Title: Non-Convex Min-Max Games: From Defense Against Adversarial Attacks to Fair Inference
Abstract: Recent applications that arise in machine learning have surged significant interest in solving min-max saddle point games. This problem has been extensively studied in the convex-concave regime for which a global equilibrium solution can be computed efficiently. In this talk, we study the problem in the non-convex regime and show that an $\epsilon$--first order Nash equilibrium of the game can be computed in O($\epsilon^{-2.5}$) gradient evaluations when only one of the player’s objective is convex. We then discuss the consequences and the application of the developed theory in defense against adversarial attacks to neural networks, fair inference, and generative adversarial imitation learning.
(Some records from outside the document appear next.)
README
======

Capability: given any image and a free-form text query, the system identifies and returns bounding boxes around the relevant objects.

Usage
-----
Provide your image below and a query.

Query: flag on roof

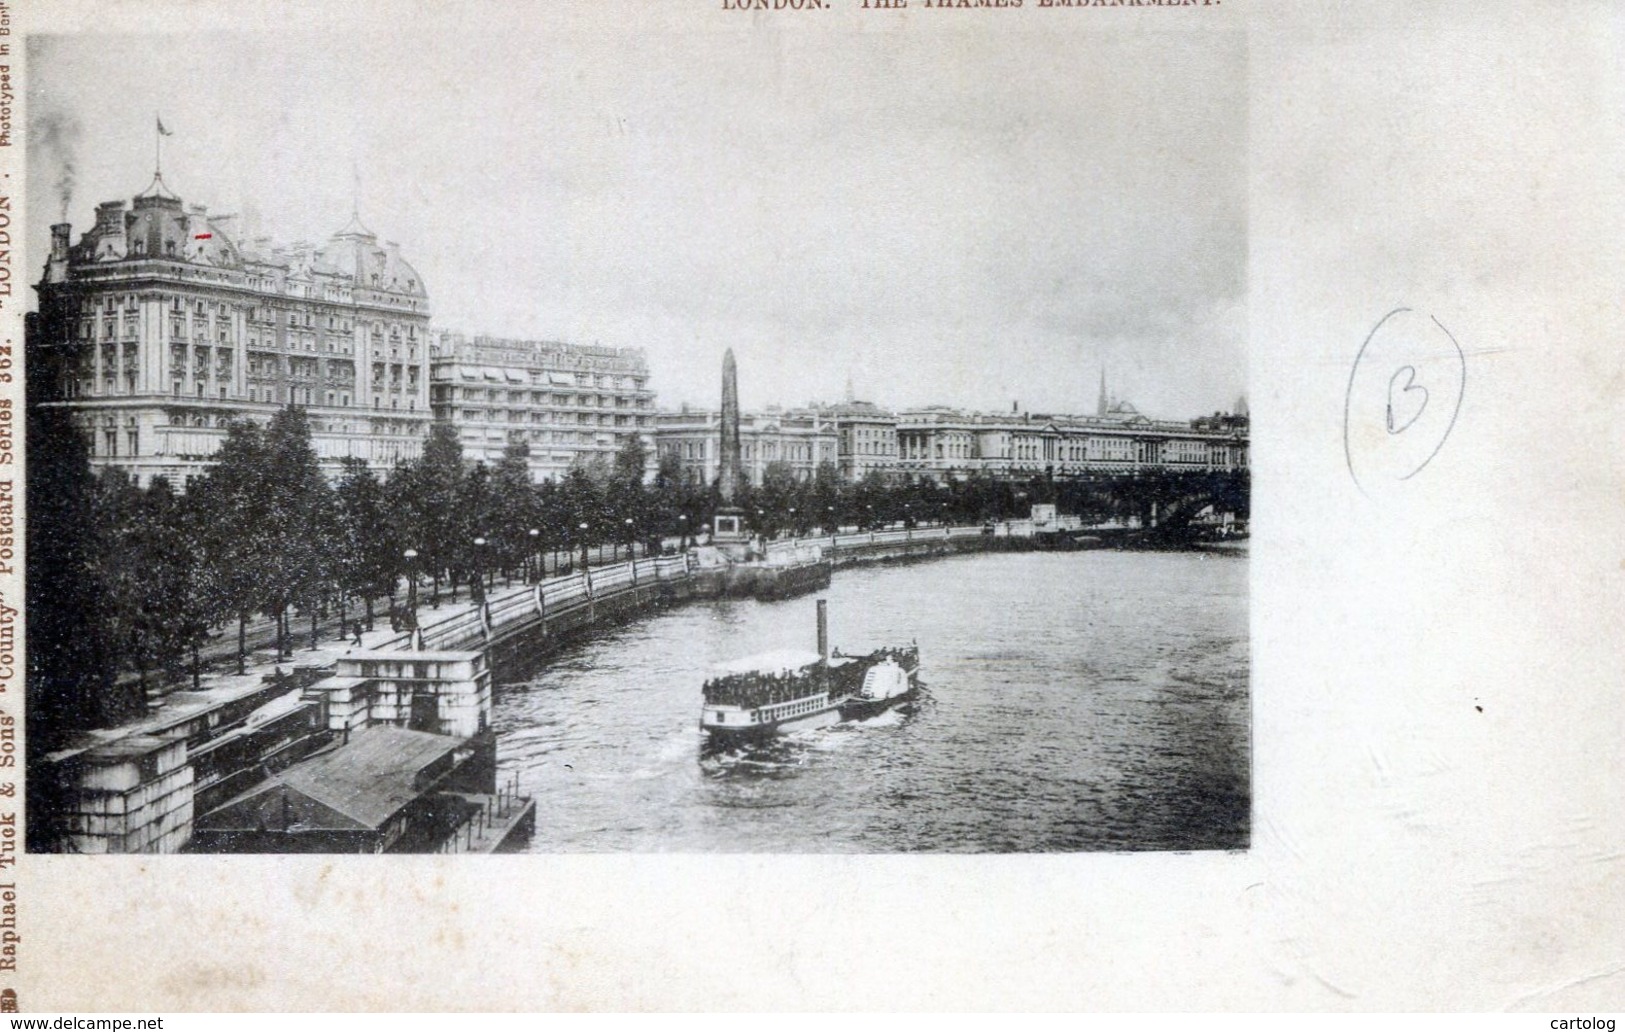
[157,116,173,137]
Bio: Meisam Razaviyayn is an assistant professor of Industrial and Systems Engineering and Computer Science at the University of Southern California. Prior to joining USC, he was a postdoctoral research fellow in the Department of Electrical Engineering at Stanford University. He received his PhD in Electrical Engineering with minor in Computer Science at the University of Minnesota and he obtained his MS degree in Mathematics. Meisam Razaviyayn is the recipient of IEEE Data Science Workshop Best Paper Award in 2019, the Signal Processing Society Young Author Best Paper Award in 2014, and the finalist for Best Paper Prize for Young Researcher in Continuous Optimization in 2013 and 2016. His research interests include the design and analysis of large scale optimization algorithms arise in modern data science era.